Les forces de sécurité et les services du renseignement, qui bénéficiaient d’une quasi-impunité, ont été accusés de violations des droits humains, notamment de disparitions forcées, d’actes de torture et d’homicides de civils, de journalistes, de militants et de membres présumés de groupes armés, tués dans des attaques menées sans discrimination ou victimes d’exécutions extrajudiciaires.

Exécutions extrajudiciaires

De nombreux cas d’exécution extrajudiciaire ont été signalés dans la province du Baloutchistan ainsi que dans le Nord-Ouest et à Karachi, où régnait une grande violence.

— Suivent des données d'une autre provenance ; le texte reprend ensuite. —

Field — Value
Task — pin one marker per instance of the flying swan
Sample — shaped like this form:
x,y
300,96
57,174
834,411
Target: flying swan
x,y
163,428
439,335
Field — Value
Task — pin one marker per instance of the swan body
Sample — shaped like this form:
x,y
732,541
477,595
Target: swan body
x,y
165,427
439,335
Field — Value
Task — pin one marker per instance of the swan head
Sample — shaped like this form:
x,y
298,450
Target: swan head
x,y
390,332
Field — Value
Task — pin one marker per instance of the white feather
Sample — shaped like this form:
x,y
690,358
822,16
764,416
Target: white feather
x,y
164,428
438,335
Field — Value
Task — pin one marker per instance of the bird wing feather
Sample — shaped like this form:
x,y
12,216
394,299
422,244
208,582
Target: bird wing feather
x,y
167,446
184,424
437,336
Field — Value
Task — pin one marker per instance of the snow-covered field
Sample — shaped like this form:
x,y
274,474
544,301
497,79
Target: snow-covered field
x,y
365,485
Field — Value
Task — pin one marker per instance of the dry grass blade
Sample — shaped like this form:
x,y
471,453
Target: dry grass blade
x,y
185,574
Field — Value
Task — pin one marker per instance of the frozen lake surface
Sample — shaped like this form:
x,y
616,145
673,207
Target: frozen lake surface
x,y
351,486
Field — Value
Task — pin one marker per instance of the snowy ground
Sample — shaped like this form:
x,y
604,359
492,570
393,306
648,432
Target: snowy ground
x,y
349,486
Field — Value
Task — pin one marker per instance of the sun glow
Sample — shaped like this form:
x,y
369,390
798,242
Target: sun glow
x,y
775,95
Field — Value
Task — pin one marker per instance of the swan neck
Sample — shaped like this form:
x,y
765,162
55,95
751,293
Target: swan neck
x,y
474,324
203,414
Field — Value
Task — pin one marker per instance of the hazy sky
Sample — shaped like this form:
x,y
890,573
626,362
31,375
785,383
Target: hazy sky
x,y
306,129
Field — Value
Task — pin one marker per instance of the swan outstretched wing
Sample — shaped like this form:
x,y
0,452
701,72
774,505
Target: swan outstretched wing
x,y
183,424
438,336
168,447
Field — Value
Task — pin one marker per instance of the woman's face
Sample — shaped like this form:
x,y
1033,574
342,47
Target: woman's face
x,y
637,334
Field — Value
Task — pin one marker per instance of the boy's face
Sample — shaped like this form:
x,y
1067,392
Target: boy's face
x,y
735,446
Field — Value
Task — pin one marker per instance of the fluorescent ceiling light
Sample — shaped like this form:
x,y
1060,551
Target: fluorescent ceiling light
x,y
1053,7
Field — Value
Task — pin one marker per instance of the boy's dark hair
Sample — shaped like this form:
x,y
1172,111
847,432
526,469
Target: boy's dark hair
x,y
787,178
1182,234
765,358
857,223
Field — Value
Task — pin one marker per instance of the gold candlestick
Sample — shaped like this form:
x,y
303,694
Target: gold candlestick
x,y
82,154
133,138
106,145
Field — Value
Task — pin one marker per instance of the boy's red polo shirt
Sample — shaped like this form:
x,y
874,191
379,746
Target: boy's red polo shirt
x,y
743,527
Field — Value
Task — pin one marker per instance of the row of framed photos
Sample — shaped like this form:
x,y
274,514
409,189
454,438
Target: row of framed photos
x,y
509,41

  • Le 28 avril, les corps de Siddique Eido, un militant des droits humains, et de son ami Yousuf Nazar Baloch ont été retrouvés dans la région de Pargari Sarbat, au Baloutchistan. Selon des témoins, ces deux hommes avaient été enlevés le 20 décembre 2010 par des individus en civil accompagnés de membres du Frontier Corps, alors qu’ils se déplaçaient avec une escorte policière. Selon des sources hospitalières, leurs corps présentaient des blessures par balle et des traces de torture.
  • Le 8 juin, une équipe de télévision a filmé l’exécution extrajudiciaire de Sarfaraz Shah par des membres des Rangers, une force paramilitaire, dans un parc de Karachi. À la suite de l’intervention de la Cour suprême, le gouvernement provincial du Sind a révoqué de hauts responsables de l’application des lois ; le 12 août, le tribunal antiterroriste a condamné à mort pour meurtre l’un des membres des Rangers mis en cause. Cinq de ses collègues et un civil ont été condamnés à la réclusion à perpétuité. Ils ont tous interjeté appel devant la haute cour du Sind.
  • Le 17 mai à Quetta, des policiers et des membres du Frontier Corps ont tué cinq étrangers, dont une femme en fin de grossesse, au motif qu’ils auraient été sur le point de commettre un attentat-suicide. Une enquête a conclu que les victimes n’étaient pas armées ; deux policiers ont été suspendus de leurs fonctions. Un journaliste qui avait pris des photos des homicides est entré dans la clandestinité après avoir reçu des menaces de mort ; quant au médecin qui avait procédé à l’autopsie des victimes, il a subi une première agression, puis a été tué par un groupe d’hommes non identifiés. D’autres témoins auraient été menacés par des membres des forces de sécurité.

Disparitions forcées

Les autorités ne déféraient pas à la justice les responsables de disparition forcée ; on restait sans nouvelles de la plupart des victimes. Le gouvernement a désigné en mars une nouvelle commission chargée d’enquêter sur les disparitions forcées, mais il a fallu attendre six mois avant que l’ancien juge de la Cour suprême Javed Iqbal ne soit nommé à sa tête. Plus de 220 cas de disparition parmi les centaines de cas individuels signalés avaient été élucidés depuis que la commission précédente avait débuté ses travaux, en mars 2010. On a reproché aux deux commissions de ne pas protéger les témoins et de mener des enquêtes insuffisantes, tout particulièrement dans les cas où les forces de sécurité et les services du renseignement étaient impliqués.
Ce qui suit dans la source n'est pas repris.